A carta foi enviada esta quarta-feira a executivos e editores da estação pública britânica, que têm sido repetidamente acusados de assumir uma perspectiva bastante enviesada a favor da ocupação israelita.
Nela, mais de 700 profissionais da imprensa, da TV, do cinema e outras figuras públicas condenam os executivos da BBC por «racismo» e «censura», depois de a estação britânica ter retirado do ar um documentário que sublinha o impacto terrível que a ofensiva genocida israelita em Gaza teve nas crianças palestinianas.
«Enquanto profissionais da indústria que criam histórias para o público britânico, incluindo para a BBC, condenamos a instrumentalização da identidade de uma criança e a insinuação racista de que as narrativas palestinianas devem ser examinadas através de uma lente de suspeita», afirma-se na missiva.
Os subscritores da carta identificam-se como jornalistas e profissionais da TV e do cinema do Reino Unido que escrevem em apoio do documentário da BBC Gaza: How to Survive a War Zone, transmitido no passado dia 17 de Fevereiro no canal dois da BBC e posteriormente disponibilizado no iPlayer.
«Este filme é uma peça essencial do jornalismo, oferecendo uma perspectiva rara sobre as experiências vividas por crianças palestinianas que vivem em circunstâncias inimagináveis, o que amplifica vozes muitas vezes silenciadas. Merece reconhecimento, não censura com motivação política», declaram os signatários, em alusão a pressões israelitas.
«Os apelos para remover o documentário do iPlayer e das redes sociais criam um precedente perigoso. Como profissionais dos meios de comunicação social, estamos extremamente alarmados com a intervenção de actores políticos, incluindo diplomatas estrangeiros, e com o que isso significa para o futuro da radiodifusão neste país», alertam.
Silenciar o sofrimento palestiniano
«Se todos os documentários realizados em zonas de conflito fossem sujeitos a este nível de escrutínio politizado em relação aos colaboradores, a produção cinematográfica nestas áreas tornar-se-ia praticamente impossível», sublinham, acrescentando que «silenciar o relato em primeira mão de uma criança sobre a sobrevivência em Gaza, onde mais de 13 mil crianças foram mortas desde Outubro de 2023, não é uma questão de conformidade, mas de apagar o sofrimento palestiniano».
A BBC informou que o documentário deixaria de estar acessível na sua plataforma de streaming enquanto estivessem a decorrer verificações adicionais. Os signatários da carta lembram à empresa o dever de «resistir à pressão política que visa suprimir as narrativas que humanizam os palestinianos».
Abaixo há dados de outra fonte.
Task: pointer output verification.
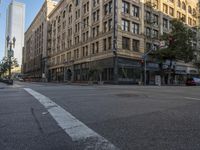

Outro aspecto apontado na carta é o relativo à campanha que foi lançada para descredibilizar o documentário por nele ser dada voz a Abdullah al-Yazouri, uma criança de 14 anos cujo pai foi vice-ministro da Agricultura no enclave cercado.
A este propósito, os signatários sublinham que «confundir tais papéis de governação em Gaza com terrorismo é factualmente incorrecto e desumanizante», acrescentando que «esta retórica generalizada pressupõe que os palestinianos que ocupam cargos administrativos são inerentemente cúmplices da violência – um tropo racista que nega aos indivíduos a sua humanidade e o direito de partilhar as suas experiências vividas».
Jasleen Kaur Sethi, realizadora que subscreveu a missiva, disse que «no cerne deste filme estão as crianças a sobreviver numa zona de guerra e, como documentaristas, temos o dever sacrossanto de as proteger», acrescentando que «a campanha para desacreditar este filme as desumanizou e, de forma vergonhosa, se arriscou a pôr as suas vidas e segurança em perigo».
Por seu lado, Liam O’Hare, realizador e produtor de documentários também signatário da carta, frisou que, «enquanto jornalistas e cineastas, temos o dever de ajudar a contar a sua história e foi isso que este filme fez de forma tão brilhante».
Neste sentido, defendeu que «a BBC não pode permitir que uma campanha politizada tenha êxito a silenciar as crianças de Gaza».